No entanto, no momento em que ele pegava os últimos restos do seu terceiro prato, uma voz soou atrás dele.
“Apanhou outro, não foi?”
Arran se virou em direção à pessoa que havia falado, e viu que era um homem de meia-idade cujo rosto era anguloso e tinha uma expressão severa.
“Mestre Linos.” Anthea cumprimentou o homem educadamente, ao mesmo tempo em que se via um pouco de hostilidade em seus olhos.
“Já basta o fato de desperdiçar o seu talento num caminho sem saída”, continuou o homem. “Mas é preciso desviar os outros também?” Ele virou-se para Arran. “O que ela não te disse é que estas Formas são inúteis. Ninguém pode usá-las – não como nada mais do que truques fracos.”

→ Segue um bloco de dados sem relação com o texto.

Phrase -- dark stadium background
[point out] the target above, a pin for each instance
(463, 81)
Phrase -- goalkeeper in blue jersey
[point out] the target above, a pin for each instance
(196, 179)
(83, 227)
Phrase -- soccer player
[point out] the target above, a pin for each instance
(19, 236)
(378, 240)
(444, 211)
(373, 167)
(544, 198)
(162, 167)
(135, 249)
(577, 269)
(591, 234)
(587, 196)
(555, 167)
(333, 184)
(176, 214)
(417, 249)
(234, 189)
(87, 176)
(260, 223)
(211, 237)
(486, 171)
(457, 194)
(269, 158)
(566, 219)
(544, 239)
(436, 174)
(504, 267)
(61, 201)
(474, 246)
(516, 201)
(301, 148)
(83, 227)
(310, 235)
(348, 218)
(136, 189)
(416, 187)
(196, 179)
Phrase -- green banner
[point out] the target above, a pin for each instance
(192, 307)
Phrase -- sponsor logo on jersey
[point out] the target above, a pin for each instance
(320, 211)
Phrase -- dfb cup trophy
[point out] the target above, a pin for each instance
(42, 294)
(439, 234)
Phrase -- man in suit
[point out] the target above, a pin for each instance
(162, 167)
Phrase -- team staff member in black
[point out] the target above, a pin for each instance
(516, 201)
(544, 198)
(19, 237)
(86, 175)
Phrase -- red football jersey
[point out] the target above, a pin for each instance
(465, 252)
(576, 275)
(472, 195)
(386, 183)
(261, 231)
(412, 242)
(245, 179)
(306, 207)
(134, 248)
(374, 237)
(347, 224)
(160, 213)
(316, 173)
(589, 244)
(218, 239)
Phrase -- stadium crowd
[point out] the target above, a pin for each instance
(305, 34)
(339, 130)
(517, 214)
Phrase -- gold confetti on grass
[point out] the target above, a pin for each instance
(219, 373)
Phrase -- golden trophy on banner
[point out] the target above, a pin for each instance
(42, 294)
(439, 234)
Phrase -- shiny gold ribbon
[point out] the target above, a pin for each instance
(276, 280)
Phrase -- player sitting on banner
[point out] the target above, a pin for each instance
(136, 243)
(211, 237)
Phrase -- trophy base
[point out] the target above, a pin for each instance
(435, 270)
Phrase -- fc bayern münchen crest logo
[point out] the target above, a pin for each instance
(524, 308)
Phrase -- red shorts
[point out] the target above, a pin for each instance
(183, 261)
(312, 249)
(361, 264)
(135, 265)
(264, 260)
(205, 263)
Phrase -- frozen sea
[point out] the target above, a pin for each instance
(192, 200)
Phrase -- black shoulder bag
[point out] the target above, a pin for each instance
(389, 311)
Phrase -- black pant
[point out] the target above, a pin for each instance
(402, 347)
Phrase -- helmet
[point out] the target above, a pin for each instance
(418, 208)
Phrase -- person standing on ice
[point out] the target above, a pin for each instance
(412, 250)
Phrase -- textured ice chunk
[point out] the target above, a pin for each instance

“O Ancião Nikias podia-” começou Anthea.
“O Ancião Nikias morreu meio século antes de tu teres nascido”, interrompeu-a o homem. “E ninguém mais dominou o método que ele criou. Nem o seu mestre, nem você, e muito menos os iniciados dos quais você desperdiçou tempo e talento com esta busca inútil. O método morreu com o seu criador, e está na hora de aceitar isso.”
Anthea lançou ao homem um olhar de ódio, mas não respondeu, e ele virou-se para Arran.
“É o iniciado que derrotou um dos nossos noviços esta manhã, correto? Vem me visitar depois de descobrir a verdade. Eu posso te fornecer um treinamento adequado – um talento como o seu não deve ser desperdiçado.”
Sem olhar uma segunda vez para Anthea, o homem deu meia volta e saiu do restaurante.
“Aquele vil…” Anthea murmurou com raiva ao olhar para as costas do Mestre que partia.
Arran, no entanto, começou a ficar preocupado. Ignorando o perigo de perturbar ainda mais Anthea, perguntou: “O que ele disse, é verdade?”
“Não é!” disse ela bruscamente. Mas depois de um breve momento de hesitação, continuou: “Pelo menos, não exatamente”. Abanou a cabeça. “Vamos voltar para a sala de treino. Eu explico-te no caminho de volta”.